Sudoku is a classic logic-based puzzle where the objective is to fill a 9x9 grid so that each row, column, and 3x3 subgrid contains all digits from 1 to 9 exactly once. This structured yet challenging setup makes Sudoku an excellent benchmark for reasoning and decision-making tasks.

We'll fine-tune a model using GRPO (Group Relative Policy Optimization) via TRL. Using environment_factory, the trainer automatically handles:

  1. Creating environment instances for each rollout.
  2. Generating model completions and parsing tool calls.
  3. Stepping through the environment with the model's actions.
  4. Collecting rewards and managing the interaction loop.
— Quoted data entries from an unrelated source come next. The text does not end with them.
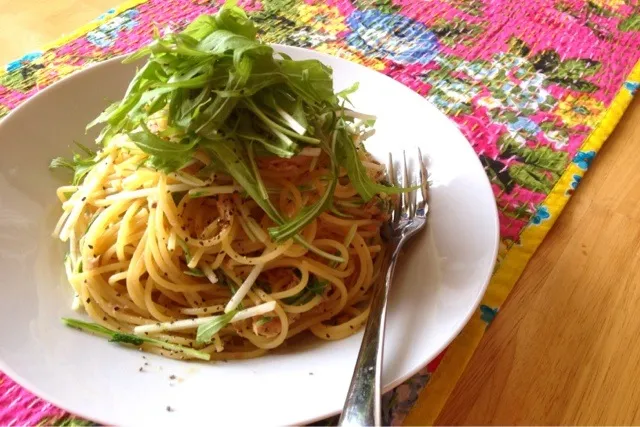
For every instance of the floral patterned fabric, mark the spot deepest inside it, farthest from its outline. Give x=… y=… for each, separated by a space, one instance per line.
x=535 y=86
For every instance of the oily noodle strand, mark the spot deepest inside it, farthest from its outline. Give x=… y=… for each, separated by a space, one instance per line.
x=149 y=249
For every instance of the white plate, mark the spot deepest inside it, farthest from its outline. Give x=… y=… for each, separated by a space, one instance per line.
x=442 y=278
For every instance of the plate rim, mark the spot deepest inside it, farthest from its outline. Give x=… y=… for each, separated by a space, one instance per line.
x=32 y=388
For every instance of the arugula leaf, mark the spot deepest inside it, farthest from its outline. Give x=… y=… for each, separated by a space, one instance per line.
x=195 y=272
x=206 y=332
x=263 y=320
x=347 y=154
x=122 y=338
x=164 y=155
x=310 y=79
x=78 y=165
x=233 y=18
x=306 y=215
x=232 y=157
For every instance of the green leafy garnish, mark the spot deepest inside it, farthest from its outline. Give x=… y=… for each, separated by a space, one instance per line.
x=313 y=288
x=206 y=332
x=79 y=165
x=135 y=340
x=223 y=92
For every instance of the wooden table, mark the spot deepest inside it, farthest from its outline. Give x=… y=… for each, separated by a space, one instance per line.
x=565 y=348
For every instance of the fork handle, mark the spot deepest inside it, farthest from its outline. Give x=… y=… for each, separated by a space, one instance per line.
x=363 y=404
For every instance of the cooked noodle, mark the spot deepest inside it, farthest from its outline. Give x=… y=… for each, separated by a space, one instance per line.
x=151 y=253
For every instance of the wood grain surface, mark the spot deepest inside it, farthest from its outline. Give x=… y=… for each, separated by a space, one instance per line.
x=565 y=348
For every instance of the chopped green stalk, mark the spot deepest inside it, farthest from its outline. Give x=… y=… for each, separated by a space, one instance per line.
x=119 y=337
x=206 y=332
x=254 y=166
x=195 y=272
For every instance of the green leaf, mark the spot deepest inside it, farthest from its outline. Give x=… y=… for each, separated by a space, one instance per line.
x=533 y=177
x=263 y=320
x=232 y=156
x=306 y=214
x=126 y=339
x=206 y=332
x=78 y=165
x=310 y=79
x=234 y=19
x=201 y=27
x=348 y=158
x=195 y=272
x=164 y=155
x=313 y=288
x=131 y=339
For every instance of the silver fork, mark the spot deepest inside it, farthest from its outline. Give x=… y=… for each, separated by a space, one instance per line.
x=362 y=407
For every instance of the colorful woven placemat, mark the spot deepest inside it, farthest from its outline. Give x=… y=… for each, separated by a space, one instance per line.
x=536 y=86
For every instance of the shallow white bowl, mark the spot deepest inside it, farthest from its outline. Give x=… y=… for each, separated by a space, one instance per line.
x=439 y=283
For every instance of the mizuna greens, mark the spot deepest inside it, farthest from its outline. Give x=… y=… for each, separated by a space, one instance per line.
x=234 y=98
x=232 y=204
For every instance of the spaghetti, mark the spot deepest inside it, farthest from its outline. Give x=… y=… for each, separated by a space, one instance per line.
x=161 y=254
x=232 y=204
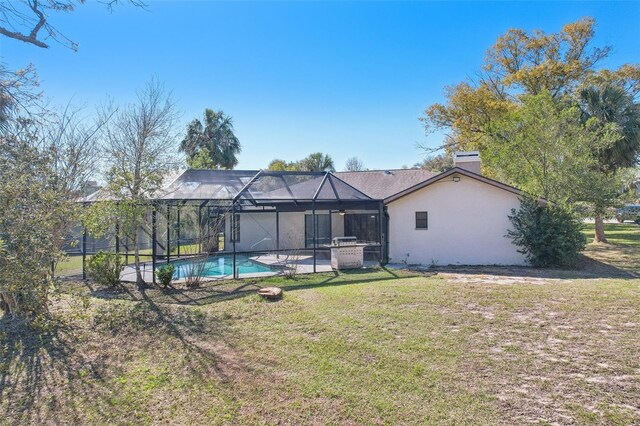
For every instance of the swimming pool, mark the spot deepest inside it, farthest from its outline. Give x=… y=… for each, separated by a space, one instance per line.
x=219 y=266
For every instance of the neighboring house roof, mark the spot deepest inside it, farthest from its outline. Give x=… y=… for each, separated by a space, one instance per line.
x=450 y=172
x=382 y=184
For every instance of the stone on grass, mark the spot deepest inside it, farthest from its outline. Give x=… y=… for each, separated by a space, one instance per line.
x=271 y=293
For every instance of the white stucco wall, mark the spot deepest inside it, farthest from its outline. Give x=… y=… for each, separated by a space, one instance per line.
x=467 y=225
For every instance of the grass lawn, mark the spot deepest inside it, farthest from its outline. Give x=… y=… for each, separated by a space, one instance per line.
x=463 y=346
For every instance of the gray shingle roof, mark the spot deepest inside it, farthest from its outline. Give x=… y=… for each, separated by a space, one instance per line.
x=381 y=184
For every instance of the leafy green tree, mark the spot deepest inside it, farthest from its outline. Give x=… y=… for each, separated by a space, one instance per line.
x=546 y=149
x=214 y=138
x=317 y=162
x=201 y=160
x=610 y=105
x=353 y=164
x=519 y=63
x=282 y=166
x=437 y=163
x=31 y=224
x=548 y=235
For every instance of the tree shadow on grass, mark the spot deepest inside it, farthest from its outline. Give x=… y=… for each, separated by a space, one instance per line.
x=224 y=290
x=67 y=370
x=43 y=364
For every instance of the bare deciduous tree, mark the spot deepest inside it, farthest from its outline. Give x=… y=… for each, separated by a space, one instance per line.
x=29 y=20
x=139 y=144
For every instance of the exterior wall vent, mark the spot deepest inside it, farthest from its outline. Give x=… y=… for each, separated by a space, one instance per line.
x=469 y=160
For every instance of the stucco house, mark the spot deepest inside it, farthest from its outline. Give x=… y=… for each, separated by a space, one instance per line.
x=412 y=216
x=458 y=217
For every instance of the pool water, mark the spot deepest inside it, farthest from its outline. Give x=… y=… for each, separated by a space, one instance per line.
x=219 y=266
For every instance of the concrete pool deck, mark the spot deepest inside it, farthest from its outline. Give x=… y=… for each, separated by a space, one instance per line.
x=302 y=263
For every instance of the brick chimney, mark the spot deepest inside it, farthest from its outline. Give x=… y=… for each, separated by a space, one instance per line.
x=469 y=160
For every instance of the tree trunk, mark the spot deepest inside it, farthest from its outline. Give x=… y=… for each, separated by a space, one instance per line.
x=136 y=253
x=599 y=236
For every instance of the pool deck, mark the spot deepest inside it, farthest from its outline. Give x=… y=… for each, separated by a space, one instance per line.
x=302 y=263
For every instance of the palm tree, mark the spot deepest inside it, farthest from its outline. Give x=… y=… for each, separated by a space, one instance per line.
x=610 y=104
x=216 y=136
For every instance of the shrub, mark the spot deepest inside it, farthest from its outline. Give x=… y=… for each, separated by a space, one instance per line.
x=104 y=268
x=547 y=235
x=165 y=274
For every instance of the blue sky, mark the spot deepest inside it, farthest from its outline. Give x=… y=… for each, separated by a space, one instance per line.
x=343 y=78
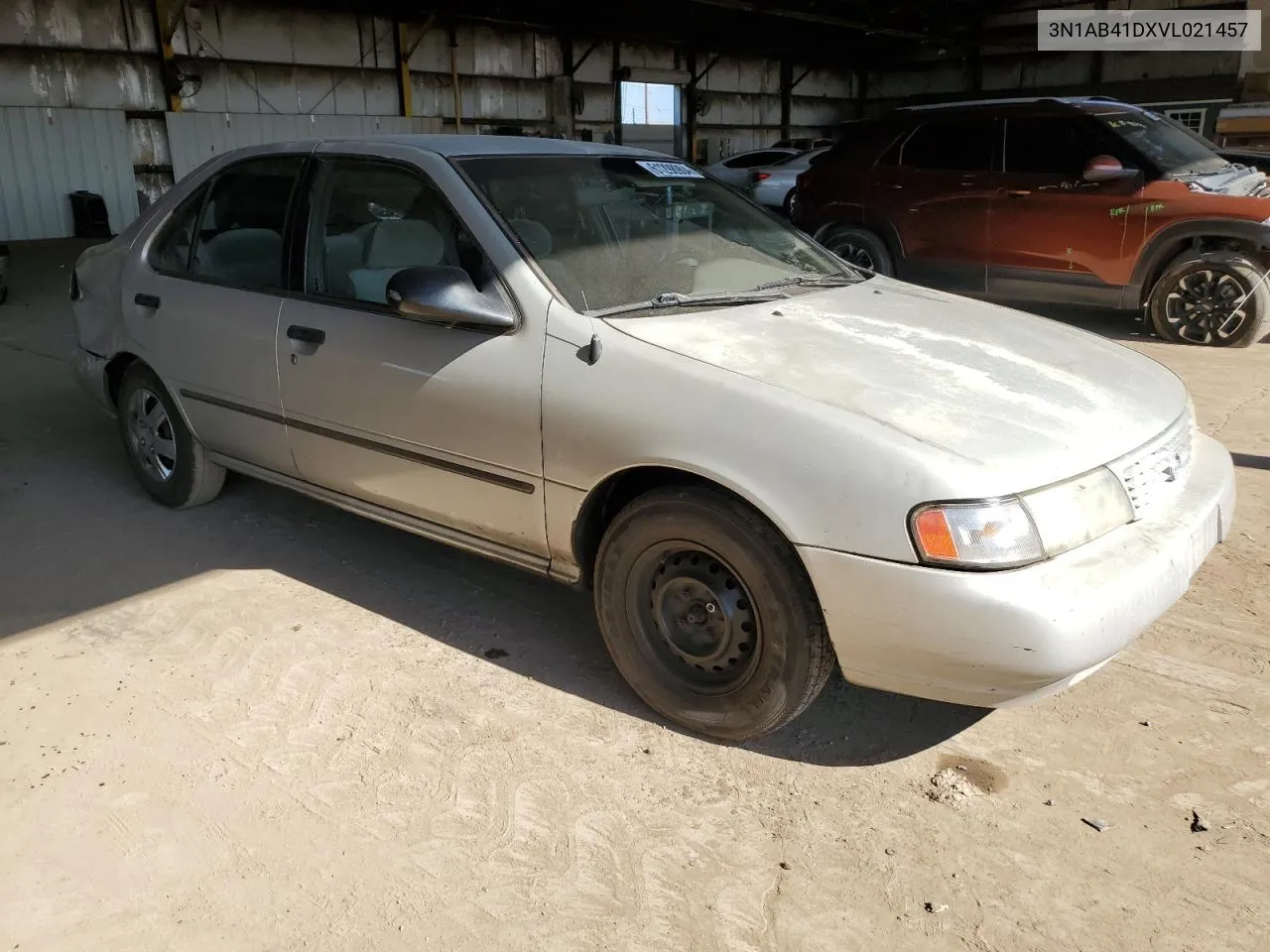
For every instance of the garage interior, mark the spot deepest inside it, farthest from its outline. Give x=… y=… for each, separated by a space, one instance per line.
x=267 y=724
This means you only need to define the environment class and reward functions -- the trainer takes care of the rest.

Install dependencies

We'll start by installing TRL (with vLLM support), the OpenEnv Sudoku environment, and trackio for logging.

python
!pip install -Uq trl[vllm] git+https://huggingface.co/spaces/openenv/sudoku trackio

Log in to Hugging Face

Log in to your Hugging Face account to save your fine-tuned model, track your experiment results directly on the Hub or access gated models. You can find your access token on your account settings page.

python
from huggingface_hub import notebook_login

notebook_login()

Define the system prompt

This prompt instructs the model on how to play Sudoku. It includes the game rules, board reading format, strategic approaches, and importantly, tells the model to use the place tool to submit moves. The environment_factory pattern uses tool calling to interact with the environment, so the model needs to know which tool to call.

python
system_prompt = """You are an expert Sudoku player with deep knowledge of logical deduction strategies and number placement techniques.

## GAME RULES

1. The puzzle is a 9x9 grid divided into nine 3x3 subgrids (boxes)
2. Some cells are pre-filled with numbers 1-9
3. You must fill in the empty cells (shown as '.') with numbers 1-9
4. Each row must contain numbers 1-9 without repetition
5. Each column must contain numbers 1-9 without repetition
6. Each 3x3 subgrid must contain numbers 1-9 without repetition
7. You cannot overwrite pre-filled cells
8. Invalid moves result in penalties (-1 reward)

## HOW TO PLAY

Use the `place` tool to make a move. The tool takes three arguments:
- `row`: Row number (1-9)
- `col`: Column number (1-9)
- `number`: The digit to place (1-9)

## STRATEGIC APPROACH

Do not repeat the same move twice.

### Basic Strategies
- **Naked Singles**: If a cell has only one possible candidate, fill it in immediately.
- **Hidden Singles**: If a number can only go in one cell within a row, column, or box, place it there.
- **Scanning**: Look at each row, column, and box to find where specific numbers can go.

### Solving Process
1. Start by scanning the entire grid to identify easy fills (cells with few candidates)
2. Look for rows, columns, or boxes with many numbers already placed
3. Fill all naked singles first
4. Then look for hidden singles in each row, column, and box

### Common Pitfalls to Avoid
- Don't guess randomly - Sudoku is pure logic
- Don't overlook any constraint (row, column, or box)
- Don't try to overwrite pre-filled cells
- Don't place invalid numbers (must be 1-9)
- Don't use invalid coordinates (must be 1-9)
- Don't repeat a move that was already made

## BOARD READING

The board is displayed as a 9x9 grid:
- Numbers 1-9 are pre-filled or already placed
- Empty cells are shown as '.'
- Rows are labeled R1-R9 (top to bottom)
- Columns are labeled C1-C9 (left to right)

## IMPORTANT CONSTRAINTS

- Coordinates are 1-indexed (1-9 for both row and column)
- Numbers must be 1-9
- One move per response
- Must be a valid move (no rule violations)
- Never repeat a previous move
"""

Define the environment

The SudokuEnv class wraps the OpenEnv TextArena Sudoku environment into the interface expected by environment_factory.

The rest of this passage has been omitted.